Letter: John Burness' legacy of education

letter to the editor

It’s rare for a journalist to admire a public-relations person. You always suspect they’re just there to lie to you. A student journalist, racked by the insecurity of the novice, can (and maybe should) be especially wary. So it’s a testament to how special John Burness was that he won the respect of The Chronicle’s student staff year after year. As a former editor of the paper, a professional journalist, and a member of the Duke and Durham communities, I deeply mourn his death on Dec. 19.
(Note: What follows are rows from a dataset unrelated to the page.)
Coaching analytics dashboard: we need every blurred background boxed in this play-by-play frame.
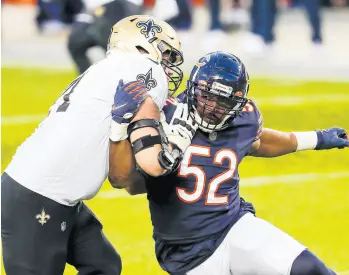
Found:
[1,0,349,275]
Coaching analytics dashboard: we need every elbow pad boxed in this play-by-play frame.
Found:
[127,119,183,175]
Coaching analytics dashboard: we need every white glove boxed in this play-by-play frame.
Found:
[109,120,129,142]
[160,103,198,152]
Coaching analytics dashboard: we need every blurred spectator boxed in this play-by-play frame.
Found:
[164,0,192,30]
[222,0,249,31]
[249,0,322,51]
[67,0,143,74]
[160,0,223,31]
[36,0,83,34]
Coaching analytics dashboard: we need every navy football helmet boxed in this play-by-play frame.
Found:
[186,52,249,132]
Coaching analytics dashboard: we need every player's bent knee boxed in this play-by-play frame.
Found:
[103,253,122,275]
[291,250,336,275]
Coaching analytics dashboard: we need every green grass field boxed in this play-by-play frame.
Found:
[1,68,349,275]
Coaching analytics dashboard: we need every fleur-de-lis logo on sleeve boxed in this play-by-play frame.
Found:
[137,69,157,91]
[35,208,51,225]
[136,19,162,38]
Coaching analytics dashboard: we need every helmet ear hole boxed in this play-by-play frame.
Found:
[136,46,149,54]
In fairness, PR people have many reasons to distrust journalists, too. We’re often out to thwart their schemes and make their jobs harder. Student journalists are still learning how to do the work, which means they make a lot of mistakes that can hurt or embarrass the university. Yet Burness went out of his way to get reporters and editors from The Chronicle the information we needed to cover the university. He made sure we had access to administrators, even at the expense of complaints inside the Allen Building. He treated us as the Duke community’s primary news source, every bit as deserving as other local (and national) outlets. This held true even in the heat of the 2006 lacrosse scandal, when campus was crawling with big-shots from big-name networks and newspapers, and when simply shutting us out would have been easy and defensible. Even though he wasn’t on the “academic” side of the university, he took Duke’s educational role seriously when it came to us, more than many members of the administration.

The paradigmatic Burness experience was like this: John would summon you to his office. For 45 minutes or so, he’d tell you the whole story as he saw it, off the record. Then he’d go on the record, and he’d say a lot less, but he would never contradict what he’d said privately. You knew you were getting spun—that was his job, of course—but you also knew that he wanted the story to be accurate even if it was negative, and that he cared deeply about nurturing student journalists. Although I sometimes got annoyed at what he wouldn’t tell me, I never caught him in a false or misleading answer. On one occasion, I remember him reaming us out over an editorial—which had nothing to do with his job directly—that he felt was insufficiently supportive of the First Amendment and thus a betrayal of the press’s role. Plus he was funny: a born raconteur, witty, self-deprecating, sometimes just a little bit off-color.

I live today in a Durham that Burness helped create. When I was an undergraduate, Duke students seldom left campus for anywhere but Target, Ninth Street and Shooter’s. I see the fruits of his commitment to forging better relations—even through the crucible of lacrosse—every time I see students around town. And I enjoyed meeting up with him in Durham over the years, where he’d tell some of his many old war stories or, with a twinkle in his eye, decline to tell others. He remained endlessly fascinated by the lacrosse saga, frank about his missteps and proud of what he thought he’d done well.

With his death, the university community loses nearly three decades of Duke institutional knowledge, wisdom, and mentorship. But the outpouring of grief I’ve heard from faculty, administrators, and alumni who treasured him are a testament to the legacy he built, one that will endure for decades to come.